SQL injection attacks dominate first half of '08, and cross-site scripting (XSS) doesn't even make the list

The multiple waves of mass SQL injection attacks this year on Websites -- including many high-profile legitimate ones like Wal-Mart, Business Week, and Ralph Lauren Home -- helped boost Web-borne malware volumes by 278 percent in the first half of this year, according to a new report from ScanSafe.

More than half of the malware detected by the Web security-as-a-service provider came from legit Websites rather than from notoriously scary or sketchy ones. And many of these Web attacks are silent and so tough to detect that many site operators have no clue their sites are lethal, and users often get infected without ever knowing it, according to the report.

SQL injection is the attack method of choice, too.

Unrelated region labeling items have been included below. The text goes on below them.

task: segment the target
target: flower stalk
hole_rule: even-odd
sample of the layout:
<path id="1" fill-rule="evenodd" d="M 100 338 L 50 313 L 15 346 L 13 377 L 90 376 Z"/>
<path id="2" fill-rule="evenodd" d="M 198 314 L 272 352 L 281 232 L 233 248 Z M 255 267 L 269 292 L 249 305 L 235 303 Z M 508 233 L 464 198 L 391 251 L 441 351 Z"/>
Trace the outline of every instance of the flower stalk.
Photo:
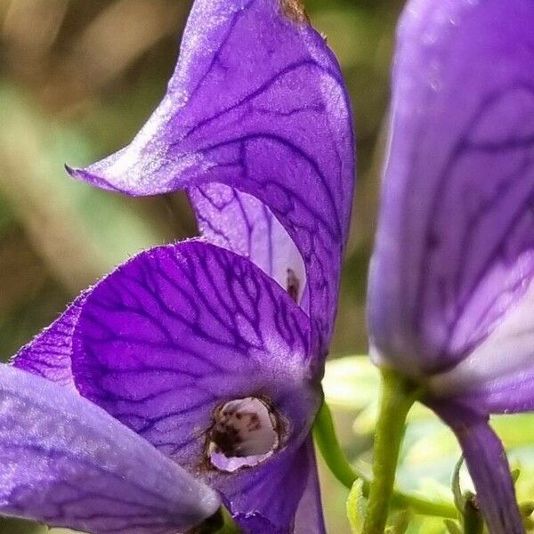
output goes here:
<path id="1" fill-rule="evenodd" d="M 411 383 L 393 372 L 383 371 L 382 401 L 375 431 L 373 483 L 363 534 L 378 534 L 385 529 L 406 417 L 417 396 L 418 389 Z"/>
<path id="2" fill-rule="evenodd" d="M 368 498 L 372 479 L 367 473 L 370 469 L 358 469 L 347 460 L 336 434 L 332 413 L 326 402 L 323 402 L 315 418 L 313 438 L 332 474 L 348 490 L 352 488 L 357 480 L 360 480 L 362 494 L 365 498 Z M 409 508 L 414 514 L 419 515 L 449 519 L 457 519 L 458 515 L 452 503 L 426 500 L 395 489 L 391 498 L 391 506 L 397 509 Z"/>

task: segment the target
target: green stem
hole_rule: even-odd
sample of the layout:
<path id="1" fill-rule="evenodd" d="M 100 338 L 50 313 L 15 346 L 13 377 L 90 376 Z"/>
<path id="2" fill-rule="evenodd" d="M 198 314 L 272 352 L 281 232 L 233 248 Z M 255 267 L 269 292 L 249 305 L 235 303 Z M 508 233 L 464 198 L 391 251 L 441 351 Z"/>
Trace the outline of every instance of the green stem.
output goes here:
<path id="1" fill-rule="evenodd" d="M 484 530 L 484 520 L 474 506 L 473 498 L 473 495 L 469 495 L 464 506 L 464 534 L 482 534 Z"/>
<path id="2" fill-rule="evenodd" d="M 336 478 L 349 490 L 356 480 L 363 481 L 363 495 L 368 497 L 371 479 L 366 474 L 370 469 L 357 469 L 347 460 L 336 435 L 332 413 L 326 402 L 323 402 L 313 425 L 313 438 L 320 450 L 327 465 Z M 419 515 L 431 515 L 457 519 L 458 513 L 451 503 L 433 502 L 409 493 L 393 490 L 392 506 L 409 508 Z"/>
<path id="3" fill-rule="evenodd" d="M 369 489 L 362 534 L 382 534 L 393 494 L 399 452 L 408 412 L 417 390 L 395 373 L 382 373 L 382 401 L 373 449 L 373 483 Z"/>

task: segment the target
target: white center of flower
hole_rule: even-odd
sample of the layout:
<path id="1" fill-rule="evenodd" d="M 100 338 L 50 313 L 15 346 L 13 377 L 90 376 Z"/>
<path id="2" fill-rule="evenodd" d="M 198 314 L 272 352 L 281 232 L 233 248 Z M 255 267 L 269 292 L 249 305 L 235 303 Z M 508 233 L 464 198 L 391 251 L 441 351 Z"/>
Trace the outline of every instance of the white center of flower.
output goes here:
<path id="1" fill-rule="evenodd" d="M 260 399 L 246 397 L 218 408 L 208 433 L 207 456 L 222 471 L 235 471 L 268 458 L 279 446 L 278 420 Z"/>

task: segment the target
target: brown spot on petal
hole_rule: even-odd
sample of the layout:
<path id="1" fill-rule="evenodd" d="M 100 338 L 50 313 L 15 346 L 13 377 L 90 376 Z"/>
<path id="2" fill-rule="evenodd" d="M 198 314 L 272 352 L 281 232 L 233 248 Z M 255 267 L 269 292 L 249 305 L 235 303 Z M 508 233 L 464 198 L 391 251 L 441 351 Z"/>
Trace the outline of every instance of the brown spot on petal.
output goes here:
<path id="1" fill-rule="evenodd" d="M 304 0 L 280 0 L 282 12 L 287 19 L 294 22 L 310 22 L 304 9 Z"/>
<path id="2" fill-rule="evenodd" d="M 286 279 L 286 291 L 289 296 L 298 303 L 298 293 L 300 291 L 300 280 L 298 279 L 293 269 L 287 269 L 287 277 Z"/>

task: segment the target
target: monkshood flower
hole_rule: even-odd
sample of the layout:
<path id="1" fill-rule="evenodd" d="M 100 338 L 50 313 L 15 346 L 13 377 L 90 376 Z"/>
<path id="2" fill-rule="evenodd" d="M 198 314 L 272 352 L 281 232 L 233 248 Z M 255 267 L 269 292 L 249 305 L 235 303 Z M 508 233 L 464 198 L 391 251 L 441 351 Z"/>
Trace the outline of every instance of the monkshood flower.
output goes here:
<path id="1" fill-rule="evenodd" d="M 533 28 L 528 0 L 409 3 L 370 277 L 374 360 L 456 433 L 493 534 L 524 530 L 489 416 L 534 409 Z"/>
<path id="2" fill-rule="evenodd" d="M 70 388 L 0 364 L 0 514 L 88 532 L 175 534 L 218 496 Z"/>
<path id="3" fill-rule="evenodd" d="M 15 365 L 218 490 L 246 532 L 324 532 L 310 430 L 353 152 L 339 67 L 299 2 L 198 0 L 147 125 L 71 173 L 132 195 L 184 188 L 204 239 L 118 268 Z"/>
<path id="4" fill-rule="evenodd" d="M 326 354 L 354 146 L 339 66 L 302 0 L 197 0 L 152 117 L 130 145 L 70 173 L 128 195 L 187 190 L 203 236 L 288 287 Z"/>
<path id="5" fill-rule="evenodd" d="M 120 266 L 20 351 L 13 364 L 47 377 L 58 398 L 100 414 L 101 433 L 112 416 L 144 438 L 145 448 L 160 462 L 168 457 L 171 465 L 217 489 L 245 532 L 320 533 L 310 430 L 322 400 L 321 357 L 312 350 L 310 328 L 292 291 L 250 260 L 191 239 L 148 250 Z M 38 380 L 40 387 L 48 382 L 29 372 L 10 372 Z M 17 392 L 9 378 L 6 384 Z M 32 398 L 26 388 L 23 393 Z M 53 404 L 51 397 L 36 417 Z M 18 406 L 10 409 L 15 420 L 25 421 Z M 51 410 L 50 417 L 55 414 Z M 58 433 L 63 447 L 72 445 L 70 432 Z M 85 434 L 79 438 L 82 452 Z M 21 434 L 20 442 L 25 439 Z M 44 459 L 50 454 L 47 449 Z M 152 480 L 149 459 L 144 469 Z M 23 468 L 33 473 L 26 463 L 21 473 Z M 77 474 L 83 476 L 83 467 Z M 190 498 L 198 493 L 191 490 Z M 101 505 L 107 509 L 106 496 L 98 490 L 92 495 L 96 516 Z M 212 496 L 208 504 L 217 503 L 206 495 Z M 44 490 L 32 514 L 19 514 L 48 522 L 46 506 L 54 499 Z M 207 505 L 198 507 L 202 511 Z M 208 509 L 213 513 L 216 506 Z M 12 510 L 8 498 L 0 512 Z M 76 526 L 62 510 L 53 520 Z M 114 521 L 124 527 L 111 529 L 107 521 L 101 518 L 101 531 L 135 531 L 120 509 Z M 85 528 L 100 531 L 91 523 Z"/>

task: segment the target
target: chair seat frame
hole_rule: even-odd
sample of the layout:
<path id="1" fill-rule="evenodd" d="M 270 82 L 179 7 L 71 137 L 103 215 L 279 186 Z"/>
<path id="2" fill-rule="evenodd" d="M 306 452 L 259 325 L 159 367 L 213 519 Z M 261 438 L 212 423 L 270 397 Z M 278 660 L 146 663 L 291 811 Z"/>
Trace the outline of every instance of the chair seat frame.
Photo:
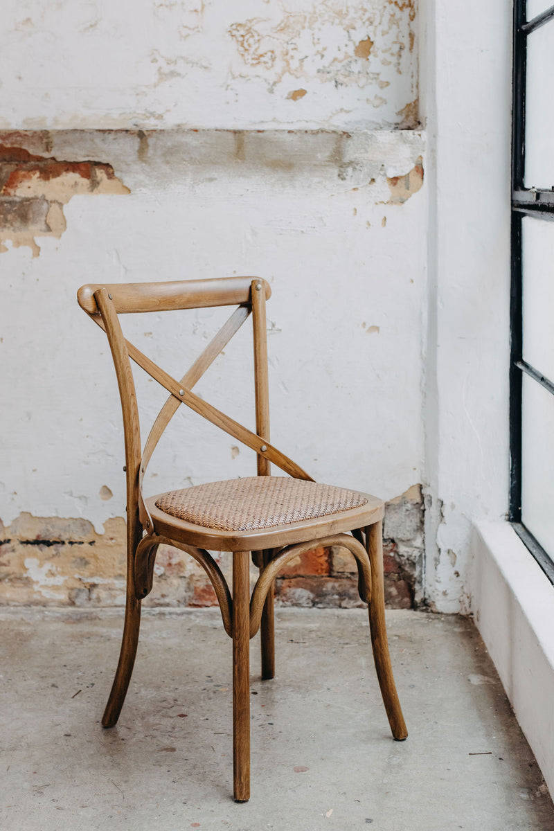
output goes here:
<path id="1" fill-rule="evenodd" d="M 223 627 L 233 640 L 233 794 L 250 797 L 249 641 L 261 630 L 262 677 L 275 674 L 273 587 L 289 560 L 319 547 L 341 546 L 355 558 L 360 597 L 368 604 L 377 677 L 393 737 L 408 733 L 395 684 L 385 622 L 382 523 L 384 504 L 362 494 L 360 507 L 255 531 L 229 532 L 203 528 L 165 514 L 158 497 L 144 498 L 145 473 L 152 454 L 181 404 L 224 430 L 257 454 L 257 475 L 271 475 L 273 462 L 289 475 L 313 481 L 269 441 L 269 396 L 266 338 L 267 283 L 257 278 L 227 278 L 174 283 L 83 286 L 81 307 L 106 333 L 114 359 L 123 412 L 127 483 L 127 588 L 120 659 L 102 718 L 104 727 L 117 722 L 136 655 L 141 600 L 152 590 L 156 552 L 171 545 L 189 554 L 203 568 L 215 592 Z M 238 307 L 180 381 L 169 376 L 123 336 L 118 315 L 236 305 Z M 194 395 L 193 387 L 231 337 L 252 315 L 254 342 L 256 433 L 238 424 Z M 169 393 L 140 450 L 138 407 L 130 358 Z M 212 551 L 233 557 L 230 588 Z M 250 593 L 249 562 L 259 569 Z"/>

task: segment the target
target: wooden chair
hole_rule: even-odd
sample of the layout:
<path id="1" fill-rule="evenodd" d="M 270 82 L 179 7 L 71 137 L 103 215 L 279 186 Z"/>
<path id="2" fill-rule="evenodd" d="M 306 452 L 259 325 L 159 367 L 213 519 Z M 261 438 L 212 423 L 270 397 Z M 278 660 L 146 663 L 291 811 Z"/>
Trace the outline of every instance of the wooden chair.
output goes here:
<path id="1" fill-rule="evenodd" d="M 105 332 L 115 366 L 125 445 L 127 480 L 127 593 L 120 660 L 102 719 L 119 717 L 133 670 L 140 602 L 152 588 L 158 546 L 190 554 L 212 582 L 226 632 L 233 640 L 234 798 L 250 796 L 248 642 L 261 627 L 262 677 L 274 675 L 273 583 L 290 559 L 320 546 L 350 550 L 358 567 L 360 596 L 368 603 L 379 683 L 395 739 L 407 730 L 396 693 L 385 625 L 380 499 L 358 491 L 318 484 L 269 441 L 266 301 L 269 285 L 249 277 L 176 283 L 87 285 L 79 304 Z M 238 307 L 179 381 L 126 341 L 118 315 L 203 307 Z M 194 395 L 193 387 L 252 314 L 254 340 L 256 433 Z M 140 450 L 139 416 L 130 358 L 169 393 Z M 186 404 L 257 454 L 257 476 L 213 482 L 143 498 L 146 466 L 164 430 Z M 289 477 L 271 476 L 270 463 Z M 233 593 L 208 550 L 233 553 Z M 259 568 L 250 597 L 249 556 Z"/>

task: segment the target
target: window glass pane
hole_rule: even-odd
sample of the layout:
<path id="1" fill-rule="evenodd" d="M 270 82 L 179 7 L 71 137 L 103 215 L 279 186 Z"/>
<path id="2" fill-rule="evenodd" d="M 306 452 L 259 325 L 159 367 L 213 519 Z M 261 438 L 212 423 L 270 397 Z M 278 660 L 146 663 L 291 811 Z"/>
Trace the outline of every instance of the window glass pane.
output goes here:
<path id="1" fill-rule="evenodd" d="M 523 376 L 522 520 L 554 554 L 554 396 Z"/>
<path id="2" fill-rule="evenodd" d="M 523 360 L 554 382 L 554 222 L 522 225 Z"/>
<path id="3" fill-rule="evenodd" d="M 525 186 L 554 185 L 554 18 L 527 37 Z"/>
<path id="4" fill-rule="evenodd" d="M 552 5 L 552 0 L 527 0 L 527 19 L 532 20 L 539 14 L 542 14 Z"/>

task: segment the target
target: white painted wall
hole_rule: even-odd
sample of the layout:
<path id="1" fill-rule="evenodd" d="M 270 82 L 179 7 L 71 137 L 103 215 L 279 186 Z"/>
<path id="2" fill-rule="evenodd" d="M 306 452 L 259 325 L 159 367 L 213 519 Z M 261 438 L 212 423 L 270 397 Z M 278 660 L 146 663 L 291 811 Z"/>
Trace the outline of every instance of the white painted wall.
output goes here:
<path id="1" fill-rule="evenodd" d="M 247 136 L 240 160 L 231 132 L 154 134 L 146 154 L 135 135 L 51 138 L 56 158 L 109 159 L 130 194 L 74 196 L 59 240 L 38 238 L 36 258 L 8 242 L 2 255 L 5 524 L 29 511 L 84 517 L 101 530 L 124 515 L 114 371 L 105 336 L 76 301 L 86 282 L 265 277 L 273 442 L 316 479 L 385 498 L 420 481 L 425 195 L 388 204 L 386 179 L 414 166 L 419 134 L 345 138 L 339 163 L 336 136 L 321 133 Z M 228 313 L 125 322 L 180 377 Z M 150 334 L 156 324 L 169 336 L 164 357 Z M 198 389 L 252 427 L 246 337 L 242 347 L 226 350 Z M 253 454 L 233 459 L 225 434 L 194 416 L 175 422 L 184 438 L 154 456 L 150 492 L 254 472 Z M 101 498 L 103 486 L 113 499 Z"/>
<path id="2" fill-rule="evenodd" d="M 404 0 L 8 4 L 0 125 L 60 128 L 53 156 L 111 164 L 130 194 L 74 196 L 39 257 L 0 255 L 4 523 L 121 515 L 112 371 L 79 284 L 257 273 L 274 284 L 275 441 L 385 498 L 424 483 L 429 598 L 466 607 L 471 523 L 507 507 L 510 11 L 425 0 L 413 17 Z M 426 134 L 390 129 L 415 111 L 419 27 Z M 89 129 L 153 126 L 201 129 Z M 387 204 L 387 175 L 422 154 L 423 189 Z M 194 481 L 250 470 L 211 434 L 183 459 Z"/>
<path id="3" fill-rule="evenodd" d="M 507 509 L 512 11 L 428 0 L 424 12 L 427 590 L 457 612 L 472 523 Z"/>
<path id="4" fill-rule="evenodd" d="M 412 0 L 6 0 L 0 129 L 413 126 L 414 19 Z"/>

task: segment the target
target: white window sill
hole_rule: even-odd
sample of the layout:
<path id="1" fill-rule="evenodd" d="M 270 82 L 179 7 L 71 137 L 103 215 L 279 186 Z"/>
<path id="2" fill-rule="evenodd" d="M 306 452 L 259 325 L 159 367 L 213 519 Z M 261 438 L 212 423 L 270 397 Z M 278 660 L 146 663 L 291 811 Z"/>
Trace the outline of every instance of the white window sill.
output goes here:
<path id="1" fill-rule="evenodd" d="M 554 793 L 554 586 L 507 522 L 477 523 L 469 593 L 475 622 Z"/>

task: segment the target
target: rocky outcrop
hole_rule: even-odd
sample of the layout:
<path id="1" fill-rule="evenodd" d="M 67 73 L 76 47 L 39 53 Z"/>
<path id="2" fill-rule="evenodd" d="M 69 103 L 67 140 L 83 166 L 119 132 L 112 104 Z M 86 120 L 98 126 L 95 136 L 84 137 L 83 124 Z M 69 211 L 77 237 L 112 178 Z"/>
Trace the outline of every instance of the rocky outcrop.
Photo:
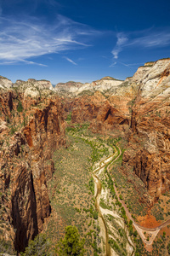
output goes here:
<path id="1" fill-rule="evenodd" d="M 86 95 L 94 95 L 95 91 L 107 93 L 111 88 L 117 88 L 123 81 L 110 77 L 105 77 L 100 80 L 94 81 L 91 84 L 80 82 L 67 82 L 58 84 L 55 90 L 60 96 L 75 97 Z"/>
<path id="2" fill-rule="evenodd" d="M 133 78 L 139 86 L 128 137 L 132 156 L 124 157 L 124 165 L 133 167 L 154 201 L 170 188 L 170 59 L 151 64 Z"/>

In June, 76 percent of Website compromises were due to SQL injection attacks, followed by PHP includes (12 percent), so-called long-tail attacks that are engineered with stolen FTP credentials (7 percent), and others (5 percent).

What about the most pervasive Web vulnerability, cross-site scripting (XSS)? “It’s certainly possible that XSS in some cases could be used to launch an SQL injection attack,” says Mary Landesman, senior security researcher for ScanSafe. “But in general, the bulk of the 2008 SQL injection attacks appear to be the result of non-browser-based automated tools -- not via browser-executed JavaScripts, which would be reflective of XSS,” for example.

Landesman notes that some would argue that the outcome of an SQL injection attack is basically a persistent/static XSS attack. “Using that argument, maliciously embedded iFrames (even if done via direct upload as a result of compromised FTP credentials) could also be described as an XSS attack. This gets down to a matter of semantics. I don’t personally subscribe to the end result being described as an XSS attack, but I can agree that, fundamentally, it has the same impact,” she says.

Most Web attacks try to install password-stealing malware and backdoor Trojans, which constituted about 4 percent of all malware detected by ScanSafe in January and, as of June, had climbed to 27 percent. Password stealers are often linked via IRC channels to the attacker, which then configures files that order what data the password stealer should grab.